Custody and settlement systems hold securities positions, beneficial ownership records, and collateral data. Encrypted communications between custodians, central securities depositories (CSDs), and institutional clients, carrying data that EMIR and MiFID II require to be retained for years or decades, are HNDL-collection targets for adversaries seeking to map institutional securities holdings.

Algorithmic trading data presents a different dimension. Proprietary trading strategies encrypted in 2024 and collected under HNDL would, if decryptable post-Q-Day, provide a permanent record of trading behaviour and strategy that could be exploited commercially or used to anticipate institutional market activity years after decryption. The harm extends beyond regulatory records into competitive intelligence.

The Regulatory-Operational Response Framework

For DORA-regulated entities, the response runs on three parallel tracks. They are parallel, not sequential, initiating them in sequence costs years.

Track 1: Cryptographic inventory (CBOM). Identify which ICT systems use RSA, ECDH/ECDSA, or classical DH for key exchange and which hold long-retention financial data. The CBOM is the prerequisite to migration planning, institutions that have not mapped their cryptographic estate cannot make informed prioritisation decisions. It is also the evidence base for DORA Article 8 asset inventory compliance. NIST NCCoE SP 1800-38 provides the migration framework including CBOM methodology.

Track 2: Risk classification. Apply the Mosca inequality to identified data categories, using MiFID II, EMIR, AML, and pension retention periods as the Z values. The output is a prioritised list of data flows and storage systems by HNDL risk urgency. Payment system communications and long-duration derivatives records rank highest. This classification feeds both migration scheduling and regulatory documentation.

Track 3: Hybrid key exchange deployment. Deploy X25519+ML-KEM-768 (IETF RFC 9496, X-Wing Hybrid KEM) on the highest-risk data flows. Hybrid deployment provides HNDL protection from the point of deployment without waiting for full PQC migration. Traffic captured after hybrid deployment requires a quantum attack on ML-KEM to decrypt, not just on ECDHE. For payment systems and external counterparty communications, the highest-risk categories, hybrid deployment is the immediate operational response.

DORA Article 28 makes Track 1 and Track 3 extend to critical ICT third parties. Core banking system providers, payment processing platforms, and cloud infrastructure providers should all be assessed for their PQC migration roadmaps. An institution cannot consider its DORA cryptographic risk management complete if its critical service dependencies remain on quantum-vulnerable infrastructure.
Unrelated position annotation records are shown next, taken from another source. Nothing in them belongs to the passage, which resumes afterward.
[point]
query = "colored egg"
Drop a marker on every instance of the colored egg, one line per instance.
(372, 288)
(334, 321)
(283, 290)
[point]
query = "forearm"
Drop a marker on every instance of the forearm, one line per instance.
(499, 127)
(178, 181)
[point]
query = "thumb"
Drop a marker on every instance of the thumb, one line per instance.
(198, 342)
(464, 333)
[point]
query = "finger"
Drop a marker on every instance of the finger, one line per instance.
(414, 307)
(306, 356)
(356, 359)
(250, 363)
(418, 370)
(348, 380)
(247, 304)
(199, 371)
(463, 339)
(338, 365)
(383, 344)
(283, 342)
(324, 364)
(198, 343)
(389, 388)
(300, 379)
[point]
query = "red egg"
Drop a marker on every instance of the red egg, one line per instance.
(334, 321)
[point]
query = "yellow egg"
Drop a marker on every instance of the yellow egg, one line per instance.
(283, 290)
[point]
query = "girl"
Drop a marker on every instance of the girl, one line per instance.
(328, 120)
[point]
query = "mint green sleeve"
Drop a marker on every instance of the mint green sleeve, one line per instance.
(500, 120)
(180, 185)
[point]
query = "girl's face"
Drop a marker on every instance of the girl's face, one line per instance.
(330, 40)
For UK institutions under FCA supervision, the same three-track approach applies within the PS21/3 operational resilience framework. Documentation of the quantum risk assessment within the operational resilience programme provides the supervisory evidence trail that demonstrates good faith engagement with the emerging regulatory expectation.
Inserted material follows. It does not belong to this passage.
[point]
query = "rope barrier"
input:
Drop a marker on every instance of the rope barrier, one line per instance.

The QSECDEF HNDL Exposure Calculator at /insights/hndl-calculate-organisation-exposure/ allows financial institutions to model their specific risk window against configurable retention periods, migration timelines, and Q-Day assumptions. The calculator provides the quantitative input for Track 2 risk classification and is designed for CISO, CRO, and compliance team use. See also the analysis of DORA quantum security preparedness for financial services for the broader readiness assessment framework.

This article analyses regulatory requirements as of June 2026. Post-quantum cryptography guidance from DORA implementing regulators (EBA, EIOPA, ESMA) and UK FCA is evolving; verify current supervisory guidance before making compliance decisions. Organisations should seek qualified legal counsel on regulatory compliance questions.